Scientists have devised a Trojan horse strategy to prevent the Ebola virus from infecting human cells. To infect humans, the virus binds to the surface of a human cell, enters the cell, and then binds to the protein Niemann-Pick C1 (NPC1). Once it binds to NPC1, the virus can start replicating and spreading throughout the body. Consequently, the researchers first engineered two antibodies: one that targets the human protein NPC1 and another that targets the viral protein that binds to NPC1. However, they needed a Trojan horse: a molecule that could deliver the antibodies to the scene of the crime, deep inside human cells, where the virus binds to NPC1. The solution? The team synthesized each antibody with a third antibody that binds to the surface of the Ebola virus. In short, the team created two molecules by combining the antibody that could latch onto the virus with two antibodies that could prevent the virus from infecting human cells. Both combinations proved effective in the lab against all five strains of the Ebola virus and in mouse trials, one of the molecules effectively treated infected mice. Next, the molecules will be tested in nonhuman primates.
A recent piece in STAT takes an in-depth look at the critical advances in hepatitis C research that paved the way for the development of Sovaldi, the first drug proven to cure hepatitis C. Hepatitis C was first discovered in 1989, however, the virus is notoriously difficult to reproduce in the lab. Consequently, the time and cost of producing the virus hindered research. Ralf Bartenschlager and Charles Rice, researchers at the University of Heidelberg and Rockefeller University, respectively, determined that certain mutations of the virus enabled select strains of the virus to survive in the lab, and engineered versions of the virus—deemed “replicons”—with those mutations. Using these replicons, drug companies were able to rapidly screen the efficacy of different compounds in combatting hepatitis C. Among these companies, the small biotech firm Pharmasset developed a particularly promising drug, which was eventually—after the company was acquired by Gilead Sciences—approved and marketed as Sovaldi. The drug became the first cure for Hepatitis C, however, its price tag of up to US$94,000 for the full regimen has impeded access to it.

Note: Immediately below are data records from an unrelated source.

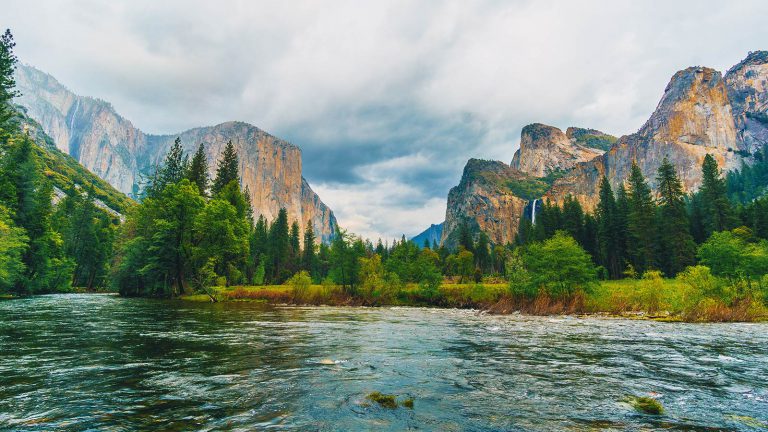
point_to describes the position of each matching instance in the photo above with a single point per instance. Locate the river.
(101, 362)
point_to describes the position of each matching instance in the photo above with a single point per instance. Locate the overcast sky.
(387, 99)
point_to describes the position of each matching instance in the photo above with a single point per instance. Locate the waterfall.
(74, 112)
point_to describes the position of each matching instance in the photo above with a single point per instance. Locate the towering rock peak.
(748, 93)
(111, 147)
(546, 149)
(489, 199)
(693, 110)
(754, 58)
(591, 138)
(87, 129)
(431, 235)
(701, 112)
(693, 118)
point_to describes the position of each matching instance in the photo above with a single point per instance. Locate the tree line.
(43, 248)
(633, 230)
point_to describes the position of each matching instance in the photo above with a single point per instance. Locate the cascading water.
(74, 112)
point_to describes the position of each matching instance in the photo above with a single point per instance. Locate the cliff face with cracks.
(485, 200)
(111, 147)
(546, 149)
(694, 118)
(701, 112)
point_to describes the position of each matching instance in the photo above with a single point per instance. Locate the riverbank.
(102, 362)
(656, 299)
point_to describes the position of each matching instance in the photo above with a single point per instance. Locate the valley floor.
(661, 299)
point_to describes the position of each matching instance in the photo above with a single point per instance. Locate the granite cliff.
(701, 112)
(92, 132)
(431, 235)
(547, 150)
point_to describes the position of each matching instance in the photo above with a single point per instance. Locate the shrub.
(520, 285)
(300, 283)
(650, 290)
(560, 265)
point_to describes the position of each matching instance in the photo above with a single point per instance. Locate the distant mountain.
(66, 173)
(433, 234)
(113, 148)
(701, 112)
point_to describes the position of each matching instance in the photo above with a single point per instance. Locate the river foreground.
(101, 362)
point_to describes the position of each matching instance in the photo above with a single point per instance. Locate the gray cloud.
(386, 99)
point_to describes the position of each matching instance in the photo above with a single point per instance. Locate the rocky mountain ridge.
(700, 112)
(95, 135)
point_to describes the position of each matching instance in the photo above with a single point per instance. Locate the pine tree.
(227, 170)
(677, 249)
(308, 258)
(198, 170)
(573, 219)
(47, 269)
(465, 237)
(8, 90)
(642, 214)
(279, 247)
(716, 209)
(608, 231)
(295, 250)
(482, 252)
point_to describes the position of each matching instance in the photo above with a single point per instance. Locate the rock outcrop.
(747, 84)
(431, 235)
(111, 147)
(546, 149)
(693, 118)
(486, 201)
(701, 112)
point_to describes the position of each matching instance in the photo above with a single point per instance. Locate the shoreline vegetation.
(653, 297)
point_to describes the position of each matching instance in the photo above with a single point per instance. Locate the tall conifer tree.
(227, 170)
(676, 246)
(641, 227)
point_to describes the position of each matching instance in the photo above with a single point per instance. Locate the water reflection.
(76, 362)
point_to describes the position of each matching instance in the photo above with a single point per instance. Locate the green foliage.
(750, 181)
(676, 248)
(300, 283)
(27, 194)
(465, 265)
(13, 245)
(717, 212)
(735, 254)
(559, 266)
(88, 235)
(8, 90)
(641, 243)
(198, 170)
(227, 170)
(520, 285)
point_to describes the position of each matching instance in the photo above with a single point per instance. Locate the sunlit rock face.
(546, 149)
(484, 200)
(111, 147)
(695, 117)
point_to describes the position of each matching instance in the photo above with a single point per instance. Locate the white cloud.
(366, 88)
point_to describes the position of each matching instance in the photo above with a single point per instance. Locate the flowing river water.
(101, 362)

While existing evidence suggests that Zika infection has the greatest impact on fetal brain development during the first trimester of pregnancy, new research indicates that infection later in pregnancy can still have a devastating impact. Scientists at the University of Washington infected a pregnant monkey with the virus at the beginning of her third trimester, and in less than a month, significant damage to the fetus was reported: both the white matter in the brain and the head itself stopped growing. However, the team administered the virus in higher doses than would be found in individual mosquitoes, and researchers at the University of Wisconsin-Madison, who used lower doses, found no fetal brain damage after infecting four pregnant monkeys.